IFRSでは、営業費用及び金融費用は連結損益計算書で別々に認識されます。営業費用は主として勤務費用から成り、その勤務費用はその期間に従業員からの役務提供によってもたらされる退職給付債務の増加です。金融費用は、該当地域毎に確定給付負債(資産)の純額に対して個別の割引率を適用した利息純額として算定されます。数理計算の仮定の変化によって発生する数理差異は制度資産の損益と共にその他の包括利益として認識されます。
日本基準では、退職給付債務に係る勤務費用と金融費用は共に営業費用に計上されます。数理差異は、発生時の従業員の平均残存勤務期間内の一定の年数(5年)による定額法により按分した額にて、発生の翌事業年度より費用処理されます。

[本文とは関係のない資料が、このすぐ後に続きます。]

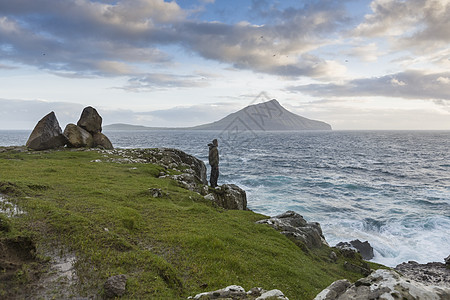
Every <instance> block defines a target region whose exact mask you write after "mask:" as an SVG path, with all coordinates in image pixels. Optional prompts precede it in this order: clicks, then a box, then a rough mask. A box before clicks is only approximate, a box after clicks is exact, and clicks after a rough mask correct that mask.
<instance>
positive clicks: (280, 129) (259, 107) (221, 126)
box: [190, 99, 331, 131]
mask: <svg viewBox="0 0 450 300" xmlns="http://www.w3.org/2000/svg"><path fill="white" fill-rule="evenodd" d="M190 129H195V130H255V131H298V130H331V125H330V124H327V123H325V122H322V121H316V120H311V119H307V118H305V117H302V116H299V115H296V114H294V113H292V112H290V111H288V110H287V109H285V108H284V107H283V106H281V105H280V103H279V102H278V101H277V100H275V99H273V100H270V101H267V102H264V103H259V104H254V105H249V106H247V107H245V108H243V109H241V110H239V111H237V112H235V113H232V114H229V115H228V116H226V117H225V118H223V119H220V120H219V121H216V122H213V123H209V124H204V125H200V126H196V127H192V128H190Z"/></svg>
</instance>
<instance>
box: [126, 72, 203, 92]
mask: <svg viewBox="0 0 450 300" xmlns="http://www.w3.org/2000/svg"><path fill="white" fill-rule="evenodd" d="M205 86H208V80H207V78H206V77H203V76H201V75H177V74H164V73H152V74H144V75H142V76H138V77H132V78H130V79H129V80H128V84H127V85H126V86H124V87H120V89H124V90H126V91H129V92H143V91H151V90H160V89H170V88H191V87H205Z"/></svg>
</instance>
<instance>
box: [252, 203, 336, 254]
mask: <svg viewBox="0 0 450 300" xmlns="http://www.w3.org/2000/svg"><path fill="white" fill-rule="evenodd" d="M257 223H259V224H268V225H270V226H272V227H273V228H275V229H276V230H278V231H280V232H281V234H283V235H285V236H287V237H288V238H291V239H292V240H293V241H294V242H295V243H296V244H297V245H299V246H300V247H301V248H304V247H306V248H308V249H313V248H320V247H322V245H326V246H328V243H327V242H326V240H325V237H324V236H323V234H322V228H321V227H320V224H319V223H317V222H307V221H306V220H305V219H303V217H302V216H301V215H299V214H298V213H296V212H294V211H287V212H285V213H283V214H281V215H278V216H276V217H273V218H270V219H265V220H261V221H258V222H257Z"/></svg>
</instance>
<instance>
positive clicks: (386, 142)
mask: <svg viewBox="0 0 450 300" xmlns="http://www.w3.org/2000/svg"><path fill="white" fill-rule="evenodd" d="M28 134H29V133H28ZM105 134H106V135H107V136H108V137H109V138H110V140H111V141H112V143H113V144H114V146H115V147H120V148H153V147H173V148H178V149H181V150H183V151H185V152H187V153H189V154H192V155H194V156H196V157H198V158H199V159H201V160H203V161H204V162H205V163H206V164H207V161H208V147H207V144H208V143H209V142H211V140H212V139H213V138H218V139H219V151H220V177H219V184H223V183H234V184H237V185H238V186H240V187H242V188H243V189H245V190H246V192H247V198H248V206H249V208H250V209H252V210H253V211H255V212H258V213H262V214H265V215H268V216H274V215H277V214H280V213H283V212H285V211H286V210H294V211H296V212H298V213H300V214H301V215H303V216H304V218H305V219H306V220H308V221H316V222H319V223H320V224H321V226H322V230H323V232H324V235H325V238H326V240H327V241H328V243H329V244H330V245H331V246H334V245H335V244H336V243H338V242H341V241H350V240H353V239H360V240H361V241H366V240H367V241H369V243H370V244H371V245H372V246H373V247H374V252H375V258H374V259H373V261H375V262H379V263H382V264H385V265H388V266H395V265H397V264H399V263H401V262H404V261H409V260H414V261H417V262H419V263H426V262H430V261H443V259H444V258H445V257H447V256H448V255H449V254H450V152H449V151H448V150H449V149H450V132H449V131H417V132H414V131H305V132H253V131H247V132H217V131H216V132H214V131H181V130H180V131H135V132H130V131H122V132H121V131H109V132H108V131H107V132H105ZM5 135H6V136H8V138H6V137H5ZM19 136H20V134H19V135H17V137H19ZM11 137H12V135H11V132H8V134H6V133H5V132H2V131H0V145H21V144H24V143H25V141H26V138H27V135H26V136H25V137H23V136H22V137H21V139H22V140H20V139H16V140H14V138H11ZM6 140H8V142H4V141H6ZM207 165H208V164H207ZM208 167H209V166H208Z"/></svg>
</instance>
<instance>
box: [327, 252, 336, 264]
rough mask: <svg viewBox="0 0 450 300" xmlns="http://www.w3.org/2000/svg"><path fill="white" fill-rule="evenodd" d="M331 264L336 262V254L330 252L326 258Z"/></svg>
mask: <svg viewBox="0 0 450 300" xmlns="http://www.w3.org/2000/svg"><path fill="white" fill-rule="evenodd" d="M328 257H329V258H330V259H331V261H332V262H336V261H337V255H336V252H334V251H331V253H330V255H329V256H328Z"/></svg>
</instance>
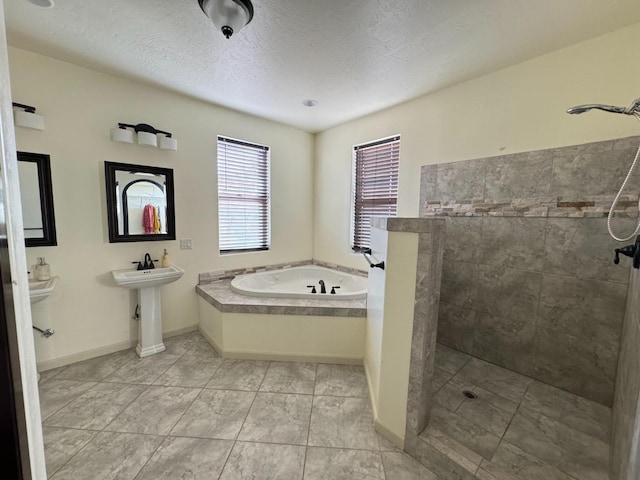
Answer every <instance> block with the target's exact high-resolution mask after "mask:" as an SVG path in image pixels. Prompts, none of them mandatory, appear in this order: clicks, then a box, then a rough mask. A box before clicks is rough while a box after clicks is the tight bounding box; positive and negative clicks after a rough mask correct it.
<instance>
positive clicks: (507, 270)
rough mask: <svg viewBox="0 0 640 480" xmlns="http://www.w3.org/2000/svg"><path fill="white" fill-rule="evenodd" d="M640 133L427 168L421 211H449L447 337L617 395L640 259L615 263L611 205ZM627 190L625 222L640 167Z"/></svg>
mask: <svg viewBox="0 0 640 480" xmlns="http://www.w3.org/2000/svg"><path fill="white" fill-rule="evenodd" d="M638 143H640V137H630V138H625V139H620V140H612V141H606V142H598V143H590V144H585V145H576V146H571V147H563V148H556V149H549V150H541V151H535V152H526V153H518V154H512V155H503V156H499V157H492V158H486V159H477V160H469V161H462V162H455V163H447V164H436V165H427V166H424V167H422V171H421V188H420V193H421V194H420V197H421V198H420V215H421V216H444V217H446V220H447V229H446V243H445V245H446V246H445V251H444V264H443V272H442V291H441V299H440V313H439V320H438V321H439V324H438V341H439V342H441V343H443V344H444V345H447V346H449V347H452V348H455V349H458V350H461V351H463V352H466V353H469V354H471V355H474V356H476V357H479V358H482V359H484V360H487V361H490V362H493V363H495V364H498V365H501V366H503V367H506V368H509V369H511V370H515V371H517V372H520V373H523V374H526V375H529V376H532V377H534V378H536V379H538V380H540V381H543V382H545V383H548V384H551V385H554V386H556V387H559V388H562V389H565V390H567V391H569V392H572V393H575V394H578V395H581V396H583V397H586V398H589V399H592V400H595V401H598V402H600V403H603V404H605V405H611V404H612V400H613V391H614V383H615V375H616V366H617V360H618V351H619V347H620V331H621V326H622V320H623V316H624V311H625V301H626V295H627V283H628V275H629V260H630V259H627V258H626V257H624V259H623V260H622V261H621V264H620V265H617V266H616V265H614V264H613V261H612V260H613V249H614V248H616V247H619V246H620V244H619V243H618V242H615V241H614V240H612V239H611V238H610V237H609V236H608V234H607V227H606V213H607V212H608V210H609V208H610V206H611V203H612V201H613V198H614V195H615V194H616V192H617V190H618V188H619V187H620V184H621V183H622V181H623V179H624V177H625V175H626V173H627V170H628V168H629V166H630V165H631V162H632V160H633V157H634V155H635V153H636V149H637V148H638ZM627 191H628V192H629V193H630V194H627V195H625V196H624V197H623V198H622V202H621V203H620V206H619V207H618V208H617V209H616V212H617V216H618V218H616V219H615V220H614V228H615V229H616V231H618V232H631V231H632V230H633V226H634V225H635V218H634V217H636V216H637V214H638V210H637V205H638V195H637V193H638V192H639V191H640V175H638V174H635V175H634V176H633V177H632V178H631V180H630V183H629V188H628V189H627ZM629 243H631V242H629Z"/></svg>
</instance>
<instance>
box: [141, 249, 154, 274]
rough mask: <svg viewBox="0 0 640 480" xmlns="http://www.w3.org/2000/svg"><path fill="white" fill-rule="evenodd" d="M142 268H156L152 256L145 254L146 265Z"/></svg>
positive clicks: (144, 259)
mask: <svg viewBox="0 0 640 480" xmlns="http://www.w3.org/2000/svg"><path fill="white" fill-rule="evenodd" d="M156 261H157V260H156ZM142 268H144V269H145V270H147V269H151V268H156V267H155V265H154V264H153V260H151V255H149V254H148V253H145V254H144V265H143V266H142Z"/></svg>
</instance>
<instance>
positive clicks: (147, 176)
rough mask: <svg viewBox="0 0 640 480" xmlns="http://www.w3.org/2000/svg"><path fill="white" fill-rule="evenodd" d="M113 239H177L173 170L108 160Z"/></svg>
mask: <svg viewBox="0 0 640 480" xmlns="http://www.w3.org/2000/svg"><path fill="white" fill-rule="evenodd" d="M104 173H105V184H106V192H107V221H108V224H109V242H110V243H117V242H149V241H159V240H175V239H176V226H175V223H176V222H175V206H174V190H173V170H172V169H170V168H160V167H150V166H147V165H133V164H130V163H115V162H104Z"/></svg>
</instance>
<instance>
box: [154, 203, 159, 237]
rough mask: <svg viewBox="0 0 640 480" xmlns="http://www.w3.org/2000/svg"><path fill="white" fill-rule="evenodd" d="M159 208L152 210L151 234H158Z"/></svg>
mask: <svg viewBox="0 0 640 480" xmlns="http://www.w3.org/2000/svg"><path fill="white" fill-rule="evenodd" d="M158 210H159V208H157V207H156V208H154V209H153V233H160V215H158Z"/></svg>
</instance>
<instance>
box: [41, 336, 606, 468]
mask: <svg viewBox="0 0 640 480" xmlns="http://www.w3.org/2000/svg"><path fill="white" fill-rule="evenodd" d="M203 342H205V340H204V339H203V338H202V337H201V336H200V335H199V334H197V333H190V334H186V335H181V336H179V337H174V338H172V339H168V341H167V351H166V352H163V353H161V354H158V355H155V356H152V357H149V358H147V359H139V358H137V357H135V354H134V356H131V353H132V352H131V351H126V352H119V353H118V354H111V355H106V356H104V357H101V359H102V361H104V365H102V364H101V360H100V359H92V360H88V361H86V362H79V363H78V364H74V365H70V366H68V367H62V368H59V369H56V370H55V371H52V372H51V373H49V374H47V373H46V372H45V375H43V381H42V382H41V384H40V391H41V403H42V406H41V408H42V412H43V434H44V439H45V458H46V462H47V469H48V475H49V478H52V479H54V480H59V479H74V480H76V479H84V478H101V479H124V480H126V479H131V480H148V479H151V478H153V479H160V480H163V479H174V478H191V479H207V480H208V479H218V480H220V479H222V480H232V479H260V480H268V479H285V480H287V479H292V480H314V479H329V480H340V479H343V478H344V479H354V480H357V479H360V478H363V479H372V480H376V479H380V480H477V479H479V480H608V479H607V475H606V470H607V455H608V445H607V443H606V442H605V441H604V440H606V437H607V435H608V432H609V430H608V429H609V421H610V409H608V408H606V407H603V406H601V405H599V404H596V403H593V402H590V401H588V400H584V399H582V398H580V397H576V396H575V395H571V394H568V393H566V392H563V391H561V390H558V389H555V388H553V387H549V386H547V385H544V384H540V383H538V382H535V381H532V380H531V379H528V378H527V377H523V376H520V375H517V374H514V373H513V372H509V371H507V370H504V369H500V368H499V367H495V366H494V365H491V364H489V363H487V362H483V361H480V360H478V359H475V358H472V357H469V356H468V355H466V354H461V353H459V352H456V351H455V350H452V349H447V348H446V347H442V346H439V347H438V353H441V352H445V353H444V354H443V355H441V358H440V360H439V361H438V358H437V357H436V363H437V366H436V369H437V370H438V371H439V372H440V375H439V377H441V378H440V382H441V383H442V385H441V386H439V388H437V389H436V390H438V393H437V396H436V406H435V407H434V410H433V412H432V413H433V414H432V422H431V424H430V426H429V427H428V428H427V430H426V431H425V432H424V433H423V434H422V436H421V438H420V442H419V449H418V458H419V459H420V462H418V461H416V460H415V459H413V458H411V457H410V456H408V455H407V454H405V453H404V452H402V450H400V449H398V448H397V447H395V446H394V445H392V444H391V443H390V442H388V441H387V440H386V439H384V437H382V436H380V435H379V434H377V433H376V432H375V431H374V429H373V419H372V416H371V409H370V405H369V398H368V392H367V390H366V379H365V377H364V372H363V370H362V368H360V367H353V366H343V365H324V364H312V363H286V362H265V361H243V360H228V359H222V358H219V356H218V355H217V353H216V352H215V350H213V349H211V348H210V347H209V346H208V344H206V345H205V344H203ZM154 358H155V359H156V360H157V361H156V362H151V361H150V359H154ZM461 389H470V390H473V391H474V392H476V393H477V394H478V398H477V399H475V400H471V399H468V398H466V397H464V396H462V392H461Z"/></svg>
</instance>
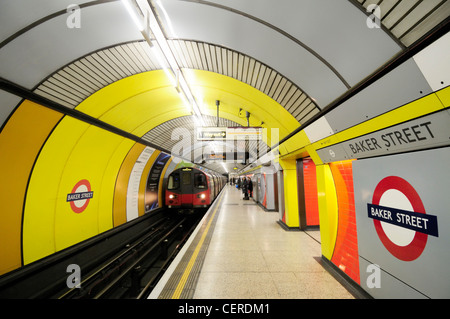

以上により、IFRSでは、日本基準に比べ連結損益計算書で認識される退職給付費用が、当連結会計年度(2018年3月期)において684百万円(前連結会計年度(2017年3月期)において5,770百万円)減少しております。
3)表示の組替
日本基準では、営業外損益と特別損益項目は営業損益に含まれませんが、IFRSでは、これらの項目も持分法による投資損益と金融収益・費用を除いて営業損益に含まれております。
(7)生産・受注及び販売の状況
1)生産実績
当連結会計年度における生産実績をセグメントごとに示すと、次の通りであります。
| セグメントの名称 | 金額(百万円) | 前年同期比(%) |
| 建築用ガラス事業 | 242,755 | 102.1 |
| 自動車用ガラス事業 | 313,010 | 105.4 |
| 高機能ガラス事業 | 49,932 | 115.8 |
| 報告セグメント計 | 605,697 | 104.8 |
| その他 | 1,065 | 256.6 |
| 合計 | 606,762 | 104.9 |
(注)1.金額は、販売価格によっております。
2.上記の金額には、消費税等は含まれておりません。
2)受注状況
受注生産形態をとらない製品が多く、セグメント毎に示すことは難しいため記載しておりません。
3)販売実績
当連結会計年度における販売実績をセグメントごとに示すと、次の通りであります。
| セグメントの名称 | 金額(百万円) | 前年同期比(%) |
| 建築用ガラス事業 | 241,678 | 101.7 |
| 自動車用ガラス事業 | 312,681 | 105.4 |
| 高機能ガラス事業 | 48,420 | 105.1 |
| 報告セグメント計 | 602,779 | 103.9 |
| その他 | 1,073 | 252.5 |
| 合計 | 603,852 | 104.0 |
(注)1.上記の金額には消費税等は含まれておりません。
2.販売実績の「主な相手先別」は、当該割合が100分の10以上の相手先がないため、記載は行っておりません。
3.セグメント間の取引については相殺消去しております。